There will never be another Alfred Hitchcock. He was the absolute master of suspense and pure terror. This man could tell a story in print or on the screen that would haunt you for days, maybe weeks – or even for a lifetime.
Actually that would be SIR Alfred Hitchcock. Queen Elizabeth II bestowed knighthood and the title Knight Commander of the Order of the British Empire in the New Year Honors ceremony in 1980. Hitchcock had adopted American citizenship in 1956, but he was entitled to use the title “Sir” because he had remained a British subject.
I’ll never forget reading my first Alfred Hitchcock story. I can’t remember the name of it, but it was utterly frightening–and I was hooked! I was born too late to enjoy much of Alfred Hitchcock’s talent when he was alive, but I’ve made up for it in the years since.
All of Hitchcock’s movies are great. If you’re a scary movie fan, you simply MUST watch “Psycho” and “The Birds.” Go even further back and get copies of “Stage Fright,” “Strangers on a Train,” “Dial M for Murder” Oh, and don’t miss “Rear Window”! There are dozens of choices, and you can’t make a bad one.

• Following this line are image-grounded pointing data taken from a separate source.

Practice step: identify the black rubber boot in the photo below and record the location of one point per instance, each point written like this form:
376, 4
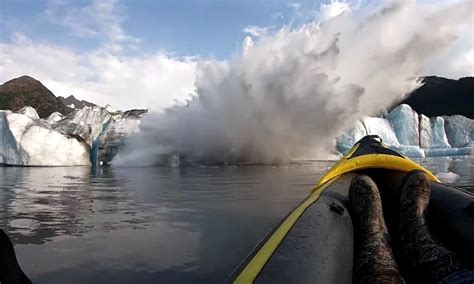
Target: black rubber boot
374, 261
427, 259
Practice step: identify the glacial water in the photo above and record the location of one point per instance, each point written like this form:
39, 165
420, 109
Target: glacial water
149, 224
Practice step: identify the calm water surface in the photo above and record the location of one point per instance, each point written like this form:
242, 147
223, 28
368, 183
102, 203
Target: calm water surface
144, 225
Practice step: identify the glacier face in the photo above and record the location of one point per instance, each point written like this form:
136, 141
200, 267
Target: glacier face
414, 135
83, 137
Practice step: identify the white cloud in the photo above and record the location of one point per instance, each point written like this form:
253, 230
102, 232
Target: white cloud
153, 81
256, 31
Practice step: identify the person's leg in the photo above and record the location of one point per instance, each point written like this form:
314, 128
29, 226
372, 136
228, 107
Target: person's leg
374, 262
426, 257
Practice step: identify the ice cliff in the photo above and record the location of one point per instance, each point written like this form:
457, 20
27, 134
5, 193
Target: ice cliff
87, 136
414, 134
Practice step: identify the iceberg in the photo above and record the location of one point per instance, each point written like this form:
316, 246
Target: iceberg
404, 122
81, 138
414, 135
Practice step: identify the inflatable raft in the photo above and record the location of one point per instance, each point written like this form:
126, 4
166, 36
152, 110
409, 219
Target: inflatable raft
314, 242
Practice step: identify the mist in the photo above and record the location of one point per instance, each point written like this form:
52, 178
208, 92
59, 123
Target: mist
290, 92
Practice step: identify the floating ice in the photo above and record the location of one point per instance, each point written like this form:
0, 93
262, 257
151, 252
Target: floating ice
415, 135
84, 136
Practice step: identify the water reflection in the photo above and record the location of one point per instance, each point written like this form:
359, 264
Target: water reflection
128, 225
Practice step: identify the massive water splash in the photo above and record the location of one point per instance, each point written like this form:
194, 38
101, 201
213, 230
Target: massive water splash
289, 93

Alfred Hitchcock was a trailblazer in thriller filmmaking and he has no equal ó not even today with all of the “special effects.” Alfred Hitchcock was born on August 13, 1899, in Leytonstone, London. He died on April 29, 1980, at 80 years of age in Bel Air, Los Angeles. In between he directed more than 50 feature films beginning in the silent film era and wrote nearly 60 books.
Alfred Hitchcock made cameo appearances in many of his films, and he had the most recognizable profile on the planet. Hitchcock was often called “Hitch” or “The Master of Suspense.”